Monday, February 6, 2012

Review: Professor Layton and the Last Specter

Professor Layton and the Last Specter is a puzzle game for the Nintendo DS. It was developed by Level-5.

What it looks like wandering around the map. The shoe makes the directional arrows appear, and the trunk leads to the pause menu.



Professor Layton and his new assistant have been called to the town of Misthallery by Mayor Triton, an old friend of Layton’s, to investigate a mysterious specter that is destroying the town. The specter only attacks at night, seemingly at random, and its movements are somehow predicted by Triton’s son Luke. Layton and Emmy have to team up with Luke to find the source of the specter somewhere in Misthallery.



Last Specter initially appears to be an adventure game, but that is only a frame to house the one hundred and fifty five puzzles the game has. The player, controlling Layton, travels through Misthallery, which are represented by static screens with people moving in front of them. The player moves around by tapping arrows on the screen, and talk to people by tapping on them.



The game story progresses by Layton going being told or figuring out that he has to go somewhere, and going there. Sometimes a cut scene will trigger when Layton arrives, other times he has to talk to person, and maybe solve a puzzle. Then Layton moves onto the next place.



The player finds puzzles by tapping on people on the way to Layton’s destination, or just places, or the people Layton has to talk to move the story along. The player does not have to do every puzzle Layton runs across, but there are points in the game where the player can progress unless they have solved a certain amount of puzzles.



There are several types of puzzles, some more fun than others. The best puzzles are the brainteasers that do not require outside knowledge of something to solve, and do not involve trying something over and over again until you get the correct answer. Also, the better ones use DS’ touchscreen capabilities. Most of the puzzles are like this.
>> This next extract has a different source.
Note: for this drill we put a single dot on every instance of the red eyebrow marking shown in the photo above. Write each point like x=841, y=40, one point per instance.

The worse puzzles are slider puzzles, puzzles that need outside knowledge of some topic, or worst of all, puzzles that are just math, algebra, or geometry problems. These do not make up most of the puzzles in the game, but do make up a significant amount.

One of the worse puzzles.


Overall the puzzles are very challenging but not impossible. A lot of them take some time to figure out, and a lot of them you are not going to solve on the first try.



When you solve a puzzle you get picarats. By collecting picarats you unlock bonus content, like extra puzzles and artwork. The amount of picarats you get goes down if you answer a puzzle incorrectly.



There are hint coins hidden in Misthallery that you can spend on one clue per puzzle. Each puzzle has up to four clues you can buy, and get more helpful with each purchase. Most of the hints are somewhat useful, though at times they can be vague and useless.



There are three side games Layton collects; one is about laying train tracks so a train will go through stations in a correct order; another is setting up bubbles so a goldfish will collect coins; and a third is putting the correct words in a script for a play. The first two are fun, the third one is pretty stupid since it is obvious which words to use.



The story is not really interesting. There is a mystery, at one point Layton and his friends are threatened, but it never really feels like the stakes are that high. And it never feels like Layton and co. treat the specter like it is an emergency. The story throws some ideas to what the Specter is, it is some old guardian, it has a connection to a hidden garden, but the narrative does not explore that until the end. Layton and his friend are the only interesting characters, the rest are mostly forgettable except for the children. At least the cut scenes in the game are animated very well and have great voice acting; they look like they are from a real movie.



Last Specter games with a whole second game called London Life, which would need a whole second review to cover properly. I am not going to review it, because I got bored after two hours.



Professor Layton and the Last Specter is a bit of a letdown. It has some decent puzzles, though it also has a lot of unpleasant puzzles, and it is really hard to care about the story too much.